I’m relaunching The Weekly Fix, with a twist. For now, instead of a serial tale or a short story, I’m sharing excerpts from the stories in the forthcoming Fix the World anthology. This is a fantastic collection of twelve hopeful stories from sci-fi writers on how to fix some of the greatest problems we face as a world.
As Njord and Skadi
Jennifer R. Povey
The mules picked their way carefully up the trail. For situations like this, Deborah had always preferred mules.
Especially when it came to getting the equipment up to the higher camp site. Maintaining the trail was not easy, and there had never been a more efficient vehicle created for this than a good mule. She sat her own lightly, barely touching the hand mule. She trusted the animals, whom she had had for years, to do their job with little human intervention.
Sometimes she envied the mules. All they cared about was getting to camp and the prospect of apples or melon rind.
They didn’t care about what was going on with her and Steffi. They didn’t know what was going on…
Mules were not, after all, creatures known for romance. She was sure, though, that they were capable of friendship.
Right now, she needed that no-nonsense animal version of it. Maybe everything would blow over while she was on the trail.
She reached the top of the pass, started to come down the other side. The land had been a park for a long time, flourishing far more as part of the Managed Area. She could see where they had planted the new trees, the native grasses. Burned out the invasive Spanish grass.
People didn’t litter any more.
People just didn’t litter.
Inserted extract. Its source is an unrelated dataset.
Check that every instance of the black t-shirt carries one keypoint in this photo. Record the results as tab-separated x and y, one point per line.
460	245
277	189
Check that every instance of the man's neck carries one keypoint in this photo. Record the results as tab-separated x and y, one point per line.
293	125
Fines and laws and talks about bears had not stopped it.
What stopped it was making it unacceptable, a thing no right-thinking human being would do.
The camp was already set up as she led the mules into it and slid out of the saddle. Wyatt and Tricia came to help her unload. She was glad for it; three mules would have been a little much to do on her own and that was not counting the saddle mule who bent her head around and blew hot breath practically in Deborah’s ear.
A sign of affection, that.
Friendship, as mules defined it. Whatever that definition truly was.
She tied him up quickly while she unloaded the pack mules, then removed her saddle and gear.
“Still fighting with Steffi?”
She turned to face Wyatt, studying the man’s dark face. Finally, “Yeah.”
He wasn’t the person she would ask for advice. His wife had left him two years before. No matter how much better the world got, people still fell out of love.
Or married the wrong person in the first place.
Had she fallen out of love? She didn’t know.